A difficult (non-rational?) prayer
The origin of one of the most significant prayers of the Jewish High Holiday services – Avinu Malkeinu, “Our Father, Our King” – which many Jews find “meaningful and inspiring,” is based on a story told in different versions, which is most-likely a legend. It sustained its viability, like the Kol Nidre prayer, because of the music that was attached to it, not its words. Kol Nidre became controversial because of its idea that one can retroactively and proactively annul vows, and Avinu Malkeinu because of its depiction of God as a masculine figure.
The Talmudic version in Taanit 25b relates a story about a devastating draught. Rabbi Eliezer sought to cause rain to fall by saying “twenty-four blessings, with no answer [no response from God]. Rabbi Akiva led after him, and said [just three parallel lines]:
Our father, our king, we have sinned before you.
Our father, our king, we have no king other than you.
Our father, our king, for your sake, have mercy upon us.
And the rain fell.”
Undaunted by the masculinity in the prayer, its anthropomorphic depiction of God, its almost disrespectful notion that we can teach God what is good for the divine sake, its supposition that humans have the magical ability to produce rain, and ignoring that the story highlights that a short prayer succeeds where a long one fails – just as Moses’ short five word prayer to God to cure his sister from leprosy, Judaism expanded Rabbi Akiva’s prayer, made it far longer than the rejected recital by Rabbi Eliezer, and turned it into one of the most significant High Holiday prayers.
Remarkably, although not at all surprising, while Jews stand for the reading and singing of this prayer to demonstrate that it is import, beat their hearts with their fists as a sign of penitence during recitation, most of the congregation has no idea of its history, when it first appeared in a prayer book, that it exists today in many versions, many women dislike it, or what it means – how the multitude of metaphors in it should be understood.
The 2015 book “Naming God” addresses these problems. It is the sixth very informative volume edited by Rabbi Lawrence A. Hoffman that focuses on Jewish High Holiday prayers, the holidays of Rosh Hashanah and Yom Kippur. Rabbi Hoffman collected several dozen rabbis and scholars who explain the prayers. His prior books focused on Un’taneh Tokef, Kol Nidre, Ashamnu and Al Chet, Yizkor, and the Universalism in the Prayers. This volume contains articles written by several dozen rabbis and scholars of all Jewish denominations, men and women. The book is divided into seven parts and two appendices: two overviews, the liturgy (five articles), the music of Avinu Malkeinu (two articles), precursors, foundations, and parallels (eight chapters), how the prayer book editors deal with naming God (four chapters), Masculine imagery and feminist critique (five chapters), and the use of God’s names (thirteen chapters). There is an appendix on Avinu Malkeinu through time and a second one on alternatives to Avinu Malkeinu. The book also has a dozen pages of notes and a half dozen pages of glossary. The book is easy to read, very comprehensive, and readers will learn much by reading it.

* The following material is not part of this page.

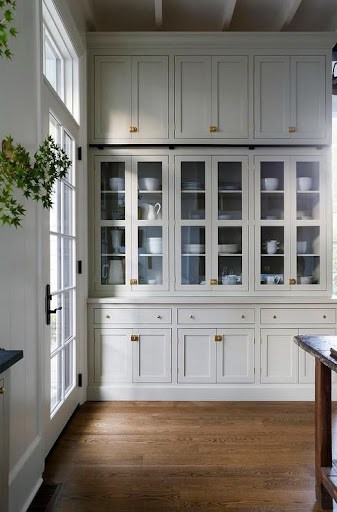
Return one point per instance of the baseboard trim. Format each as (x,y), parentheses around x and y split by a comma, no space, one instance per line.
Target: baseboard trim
(286,392)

For example, Rabbi Tony Bayfield discusses the radically different views of God by Rabbi Ishmael and Rabbi Akiva. The former thought that God is transcendental and incorporeal. He taught that while the Torah describes God in human form, it “speaks in the language people use,” because while God has no body, unphilosophically-minded humans need to understand God in human form. People need to realize that the corporeal language should not be understood literally. Also according to Rabbi Ishmael, for example, the Bible is filled with repetitions, because this is how people talk – they repeat for emphasis or to make a more flowery statement. Maimonides and rationally-minded people today agree with Rabbi Ishmael’s view. While neither Rabbi Ishmael nor Maimonides addresses the problem of the use of male gender in the Bible and prayers, they would agree that the male gender is used only because this is how people talk.

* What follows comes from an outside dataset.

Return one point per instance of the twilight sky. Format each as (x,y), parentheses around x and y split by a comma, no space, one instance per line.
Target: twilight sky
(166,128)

In contrast, Rabbi Akiva rejected the idea that the Torah speaks in human language and argues for the opposite. He claims that the Torah is divine and every word, indeed every letter, is just as God wants it, and God does not need to repeat. When apparent repetitions appear in the Bible, the repetition is teaching a new idea. Rabbi Akiva felt that God is imminent. God is involved always in this world. People can turn to God for help. The Avinu Malkeinu prayer, based on a legend about Rabbi Akiva, reflects his position and uses his language where he sees God being present, and speaks to God metaphorically as father and king. It is for this reason that people who prefer the approach of Rabbi Ishmael may find a problem with this prayer.